Posté par Rabah Naceri le 20 mars 2009

« Cap Sigli a été une énorme supercherie »

« -C’est vous qui avez fait ça ?, demandait, en 1937, l’ambassadeur nazi Abetz en arrêt devant Guernica.

 Non, c’est vous, répliqua Picasso »

(Par Hamid Tahri). A travers son discours bien agencé, son esprit de répartie, ses blagues alignées sur ahmedkadri.jpgun ton grave, dans un arabe classique parfait, on a déjà un aperçu sur le parcours rempli et le caractère bien trempé de ce nonagénaire, à la mémoire fertile et l’esprit vif. Ahmed est bien ce mélange de culture et de militance. On s’interroge alors sérieusement sur les motivations qui l’ont amené à se jeter dans la gueule du loup, à commettre l’irréparable en s’impliquant dans une affaire rocambolesque qui a frisé le ridicule.
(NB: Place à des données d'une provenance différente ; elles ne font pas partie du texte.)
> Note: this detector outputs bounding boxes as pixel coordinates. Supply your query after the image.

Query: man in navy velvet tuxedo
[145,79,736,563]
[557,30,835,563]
C’est pourquoi Ahmed incarne aussi le mystère en faisant passer sur son visage l’étrangeté de l’existence humaine, sa grandeur et sa décadence. « Il fut un militant modèle, un maquisard qui a gagné ses galons dans les djebels. Un homme de terrain, défendant bec et ongles ses convictions, même si cela a dû lui coûter de perdre beaucoup d’amis et de s’attirer l’animosité de certains de ses supérieurs. Il est comme ça têtu, dur comme les rocs qui peuplent le pays qui l’a vu naître », témoigne un de ses vieux amis. Puis après, bien après avoir accompli son devoir sacré, Ahmed s’est embourbé dans une cause perdue d’avance en faisant partie du réseau de l’affaire dite Cap Sigli.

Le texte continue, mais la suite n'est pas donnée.